By Katie O’Connell
After nearly a year of waiting, the Trevecca apartment open hours are almost finalized.
Apartment dwellers continue to live under a temporary policy that offers 29 open apartment hours where students can hangout with the opposite sex.
The proposed policy worked its way through several councils and committees and the trial was approved at the beginning of this school year.
Student government association pressed for a new policy because they said it was what the majority of students wanted.
The trial policy, introduced in October, features a bi-weekly rotation of Mondays and Wednesdays from 6 p.m. to 11 p.m. one week, then Tuesdays and Thursdays from 6 p.m. to 11 p.m. the next week, and Fridays and Saturdays from 6 p.m. to midnight and Sundays from 1 p.m. to 4 p.m. and from 8 p.m. to midnight every week regardless of the rotation.
Before the trial was initiated, junior and senior housing open hours were Fridays and Saturdays from 5 p.m. to midnight, and Sundays from 8 p.m. to midnight, 11 hours per week less than the current trial, which allows for 29 hours per week. Residents also received one extra guest pass per month to be used with RA notification on a day when open apartments were not in session. These were abolished with the new policy.
The process is taking time because administration wants to make the best decision for the school.
“We want to make a good decision, which is why it’s taking so long, because it’s probably going to last for a while,” Heather Bryant, residential director of women’s apartments, said.
However, Steve Harris, dean of student development, said the policy is finalized for him. It is just up to SGA if they want to change the Sunday hours.
While it may take another few weeks to work out a final policy, they hope to get it done soon.
“They want to hash this out very quickly,” said Riley Wampler, associated student body president. “It’s frustrating for us to see it take time.”
Even with the newer, longer hours, Trevecca is still one of the more conservative Nazarene schools when it comes to open apartment policies. Only Eastern Nazarene College, with 24 hours per weeks, has fewer.
One reason that Trevecca’s hours are so conservation, said Bryant, is because Trevecca RAs are constantly making rounds and checking rooms. RAs have to make five rounds a night, checking all apartments with a guest pass out as well as performing one random room check per breezeway, said Hood. Those rounds, as well as the rule requiring three people to be in the apartment at all times when having a member of the opposite sex over, elicited complaints on the pre- and post- trial surveys.

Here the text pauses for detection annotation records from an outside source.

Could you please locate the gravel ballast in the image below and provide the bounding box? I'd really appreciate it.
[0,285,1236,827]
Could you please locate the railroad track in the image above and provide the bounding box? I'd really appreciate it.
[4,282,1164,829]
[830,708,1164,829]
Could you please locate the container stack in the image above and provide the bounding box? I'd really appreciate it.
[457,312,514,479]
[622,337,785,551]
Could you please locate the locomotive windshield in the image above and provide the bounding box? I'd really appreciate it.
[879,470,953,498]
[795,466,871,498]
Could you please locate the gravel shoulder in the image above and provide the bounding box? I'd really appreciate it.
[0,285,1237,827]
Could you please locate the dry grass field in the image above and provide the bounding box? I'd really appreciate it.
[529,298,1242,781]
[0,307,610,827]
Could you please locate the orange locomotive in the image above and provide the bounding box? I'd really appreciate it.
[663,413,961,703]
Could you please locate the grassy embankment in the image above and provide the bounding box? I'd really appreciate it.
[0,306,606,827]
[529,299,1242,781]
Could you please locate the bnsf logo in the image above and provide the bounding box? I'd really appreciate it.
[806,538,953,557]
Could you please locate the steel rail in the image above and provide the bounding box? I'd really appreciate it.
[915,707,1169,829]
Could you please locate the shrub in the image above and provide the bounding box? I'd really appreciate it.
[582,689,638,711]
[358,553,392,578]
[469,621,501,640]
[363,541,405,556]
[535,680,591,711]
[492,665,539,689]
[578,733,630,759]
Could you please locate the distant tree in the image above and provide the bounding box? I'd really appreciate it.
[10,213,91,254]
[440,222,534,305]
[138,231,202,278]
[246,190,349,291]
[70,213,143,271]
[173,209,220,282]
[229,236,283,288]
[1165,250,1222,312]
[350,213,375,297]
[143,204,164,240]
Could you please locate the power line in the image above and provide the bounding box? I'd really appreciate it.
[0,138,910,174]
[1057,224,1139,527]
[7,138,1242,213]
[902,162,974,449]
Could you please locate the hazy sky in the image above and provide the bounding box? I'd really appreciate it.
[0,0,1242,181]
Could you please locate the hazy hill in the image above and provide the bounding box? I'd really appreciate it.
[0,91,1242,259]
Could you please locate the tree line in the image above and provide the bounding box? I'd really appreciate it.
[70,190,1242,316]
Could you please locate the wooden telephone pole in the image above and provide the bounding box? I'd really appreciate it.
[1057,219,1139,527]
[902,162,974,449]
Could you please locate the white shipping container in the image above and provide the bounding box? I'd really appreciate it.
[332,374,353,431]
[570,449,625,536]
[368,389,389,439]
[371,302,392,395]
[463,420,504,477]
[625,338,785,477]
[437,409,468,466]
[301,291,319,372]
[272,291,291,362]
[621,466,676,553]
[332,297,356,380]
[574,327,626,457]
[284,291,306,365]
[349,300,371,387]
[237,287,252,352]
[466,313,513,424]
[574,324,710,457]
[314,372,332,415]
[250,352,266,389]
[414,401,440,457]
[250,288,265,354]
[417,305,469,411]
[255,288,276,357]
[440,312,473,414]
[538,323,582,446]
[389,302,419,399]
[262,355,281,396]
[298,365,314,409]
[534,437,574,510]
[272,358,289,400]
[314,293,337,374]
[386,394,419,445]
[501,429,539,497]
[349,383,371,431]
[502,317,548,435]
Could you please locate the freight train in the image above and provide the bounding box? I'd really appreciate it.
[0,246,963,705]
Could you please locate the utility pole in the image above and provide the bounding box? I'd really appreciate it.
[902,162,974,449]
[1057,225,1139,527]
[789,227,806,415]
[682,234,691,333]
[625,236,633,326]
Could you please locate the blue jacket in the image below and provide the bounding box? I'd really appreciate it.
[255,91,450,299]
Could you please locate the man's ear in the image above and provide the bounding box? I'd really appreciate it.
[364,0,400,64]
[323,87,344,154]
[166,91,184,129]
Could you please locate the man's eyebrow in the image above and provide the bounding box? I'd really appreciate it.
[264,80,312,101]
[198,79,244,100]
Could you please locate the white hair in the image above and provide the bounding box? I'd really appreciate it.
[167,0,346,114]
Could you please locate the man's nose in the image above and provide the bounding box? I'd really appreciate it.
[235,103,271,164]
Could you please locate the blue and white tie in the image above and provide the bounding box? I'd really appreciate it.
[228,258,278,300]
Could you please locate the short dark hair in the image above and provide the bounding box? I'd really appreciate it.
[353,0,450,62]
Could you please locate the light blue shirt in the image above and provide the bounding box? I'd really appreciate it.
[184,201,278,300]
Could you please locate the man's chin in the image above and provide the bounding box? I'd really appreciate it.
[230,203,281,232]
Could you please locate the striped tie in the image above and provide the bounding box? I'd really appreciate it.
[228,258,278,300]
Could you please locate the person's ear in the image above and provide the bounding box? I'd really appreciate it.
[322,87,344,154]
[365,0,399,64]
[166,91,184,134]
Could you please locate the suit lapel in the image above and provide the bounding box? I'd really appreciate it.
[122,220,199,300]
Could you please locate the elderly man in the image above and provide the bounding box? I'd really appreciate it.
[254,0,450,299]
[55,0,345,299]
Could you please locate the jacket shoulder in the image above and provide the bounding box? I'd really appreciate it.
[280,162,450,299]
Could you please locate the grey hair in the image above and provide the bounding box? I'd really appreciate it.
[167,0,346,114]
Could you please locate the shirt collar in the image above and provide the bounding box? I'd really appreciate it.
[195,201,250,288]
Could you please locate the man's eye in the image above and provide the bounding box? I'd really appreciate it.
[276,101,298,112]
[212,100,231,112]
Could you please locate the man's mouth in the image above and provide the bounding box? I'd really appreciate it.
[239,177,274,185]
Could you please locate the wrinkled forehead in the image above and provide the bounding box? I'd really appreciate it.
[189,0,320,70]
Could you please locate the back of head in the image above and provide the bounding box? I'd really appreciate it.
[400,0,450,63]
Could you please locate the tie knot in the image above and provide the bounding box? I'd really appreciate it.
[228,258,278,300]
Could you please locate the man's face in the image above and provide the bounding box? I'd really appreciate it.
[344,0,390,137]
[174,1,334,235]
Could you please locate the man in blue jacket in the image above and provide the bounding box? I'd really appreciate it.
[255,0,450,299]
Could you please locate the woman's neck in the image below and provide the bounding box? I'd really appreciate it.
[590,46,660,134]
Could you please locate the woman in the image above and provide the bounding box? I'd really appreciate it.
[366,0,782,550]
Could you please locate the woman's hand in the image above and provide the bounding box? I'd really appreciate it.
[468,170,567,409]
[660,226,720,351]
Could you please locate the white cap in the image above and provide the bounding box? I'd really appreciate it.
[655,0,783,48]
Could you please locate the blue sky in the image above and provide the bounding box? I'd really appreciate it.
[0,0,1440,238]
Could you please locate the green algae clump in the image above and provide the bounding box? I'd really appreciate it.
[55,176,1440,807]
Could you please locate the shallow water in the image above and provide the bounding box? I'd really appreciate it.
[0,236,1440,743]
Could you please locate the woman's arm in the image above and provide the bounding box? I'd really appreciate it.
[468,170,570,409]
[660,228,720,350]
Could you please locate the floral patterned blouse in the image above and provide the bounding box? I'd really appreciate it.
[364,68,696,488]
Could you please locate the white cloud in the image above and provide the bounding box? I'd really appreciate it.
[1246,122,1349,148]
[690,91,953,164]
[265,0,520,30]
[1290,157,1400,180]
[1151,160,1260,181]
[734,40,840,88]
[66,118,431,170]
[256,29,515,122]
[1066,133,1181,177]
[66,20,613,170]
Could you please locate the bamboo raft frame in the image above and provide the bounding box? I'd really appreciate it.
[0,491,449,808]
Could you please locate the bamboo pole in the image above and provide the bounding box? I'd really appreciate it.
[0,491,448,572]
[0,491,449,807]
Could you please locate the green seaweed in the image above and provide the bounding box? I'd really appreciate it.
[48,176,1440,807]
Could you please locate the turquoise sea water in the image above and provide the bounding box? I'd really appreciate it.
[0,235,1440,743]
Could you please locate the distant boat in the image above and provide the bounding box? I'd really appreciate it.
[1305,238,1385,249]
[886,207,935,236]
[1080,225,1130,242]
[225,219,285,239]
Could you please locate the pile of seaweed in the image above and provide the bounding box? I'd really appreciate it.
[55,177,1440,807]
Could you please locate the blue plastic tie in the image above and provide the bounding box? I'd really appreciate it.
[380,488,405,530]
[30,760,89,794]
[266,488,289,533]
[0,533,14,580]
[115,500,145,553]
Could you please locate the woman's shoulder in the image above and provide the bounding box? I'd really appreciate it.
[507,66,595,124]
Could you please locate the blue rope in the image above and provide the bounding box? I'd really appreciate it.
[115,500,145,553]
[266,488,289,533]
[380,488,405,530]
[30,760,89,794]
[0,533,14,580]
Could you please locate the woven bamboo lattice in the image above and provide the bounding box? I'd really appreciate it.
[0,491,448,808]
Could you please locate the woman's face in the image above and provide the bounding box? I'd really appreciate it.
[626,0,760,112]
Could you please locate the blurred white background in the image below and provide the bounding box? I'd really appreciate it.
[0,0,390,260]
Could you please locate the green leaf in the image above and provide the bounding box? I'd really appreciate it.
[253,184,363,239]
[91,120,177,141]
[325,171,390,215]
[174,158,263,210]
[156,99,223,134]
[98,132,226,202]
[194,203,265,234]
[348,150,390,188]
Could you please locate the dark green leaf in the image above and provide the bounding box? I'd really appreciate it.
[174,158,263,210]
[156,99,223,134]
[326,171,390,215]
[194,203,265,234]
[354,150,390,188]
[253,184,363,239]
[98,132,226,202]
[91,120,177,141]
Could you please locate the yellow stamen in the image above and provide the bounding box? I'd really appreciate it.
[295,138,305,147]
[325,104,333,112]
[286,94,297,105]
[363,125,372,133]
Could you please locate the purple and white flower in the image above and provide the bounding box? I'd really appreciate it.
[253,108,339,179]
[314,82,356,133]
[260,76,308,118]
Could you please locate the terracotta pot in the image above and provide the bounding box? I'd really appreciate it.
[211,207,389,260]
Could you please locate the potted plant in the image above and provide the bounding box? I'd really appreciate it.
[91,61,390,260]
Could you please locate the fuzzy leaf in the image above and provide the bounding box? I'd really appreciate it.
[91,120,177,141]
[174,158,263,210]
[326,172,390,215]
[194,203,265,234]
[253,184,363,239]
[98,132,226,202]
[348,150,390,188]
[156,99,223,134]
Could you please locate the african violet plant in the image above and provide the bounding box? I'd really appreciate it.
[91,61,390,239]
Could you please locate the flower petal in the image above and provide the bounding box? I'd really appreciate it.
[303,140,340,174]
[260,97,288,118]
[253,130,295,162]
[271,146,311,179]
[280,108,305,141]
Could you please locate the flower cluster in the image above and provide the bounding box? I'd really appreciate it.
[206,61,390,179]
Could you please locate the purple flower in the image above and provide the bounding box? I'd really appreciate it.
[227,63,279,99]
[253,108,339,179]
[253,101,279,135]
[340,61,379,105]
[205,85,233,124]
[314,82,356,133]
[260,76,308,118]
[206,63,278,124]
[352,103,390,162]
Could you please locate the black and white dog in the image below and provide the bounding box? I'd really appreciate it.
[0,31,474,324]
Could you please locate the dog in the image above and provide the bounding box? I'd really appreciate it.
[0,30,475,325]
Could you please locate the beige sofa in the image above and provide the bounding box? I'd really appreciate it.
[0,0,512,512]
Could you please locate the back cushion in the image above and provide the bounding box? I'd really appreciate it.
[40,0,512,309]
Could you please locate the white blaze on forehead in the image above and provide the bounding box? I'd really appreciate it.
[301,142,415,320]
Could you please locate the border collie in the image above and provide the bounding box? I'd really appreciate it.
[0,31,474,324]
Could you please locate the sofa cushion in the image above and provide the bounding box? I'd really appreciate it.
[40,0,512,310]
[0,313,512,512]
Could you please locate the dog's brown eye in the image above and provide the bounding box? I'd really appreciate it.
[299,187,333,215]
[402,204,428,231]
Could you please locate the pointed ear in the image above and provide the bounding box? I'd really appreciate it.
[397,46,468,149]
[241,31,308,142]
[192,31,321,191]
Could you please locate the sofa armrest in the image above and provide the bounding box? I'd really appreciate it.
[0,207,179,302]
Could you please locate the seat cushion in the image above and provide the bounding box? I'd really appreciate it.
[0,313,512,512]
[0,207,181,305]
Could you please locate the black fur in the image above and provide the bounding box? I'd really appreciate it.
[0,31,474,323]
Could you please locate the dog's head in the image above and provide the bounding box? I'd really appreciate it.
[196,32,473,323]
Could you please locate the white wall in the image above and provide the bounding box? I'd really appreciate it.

A survey was sent to all apartment residents before the trial began in Oct. and at the end of last semester.
According to the survey, students said they wanted to see a change before the trial began.
“Pre-survey, most people indicated they weren’t as satisfied with the way things were and would like to see it changed,” said Ronda Lilienthal, associate dean of students for residential life.
According to the second survey, students said, they liked the new hours.
Although there were concerns about inconsiderate roommates talking advantage of more hours to the detriment of their other roommates, 86.9 percent were satisfied with how their roommates behaved in that regard.
However, it is possible some changes will still be made. Redford resident assistant Charly Hood and Bryant both said that the first set of Sunday hours, from 1 p.m. to 4 p.m., were used infrequently and that the need for making rounds and performing room checks left RAs with no time for schoolwork on Sunday.
In the general SGA meeting on Jan. 16, the only discussion focused on the hours and RA workload. If major changes are made to the current policy, the permanent policy will likely be delayed while it passes through more discussions and trials.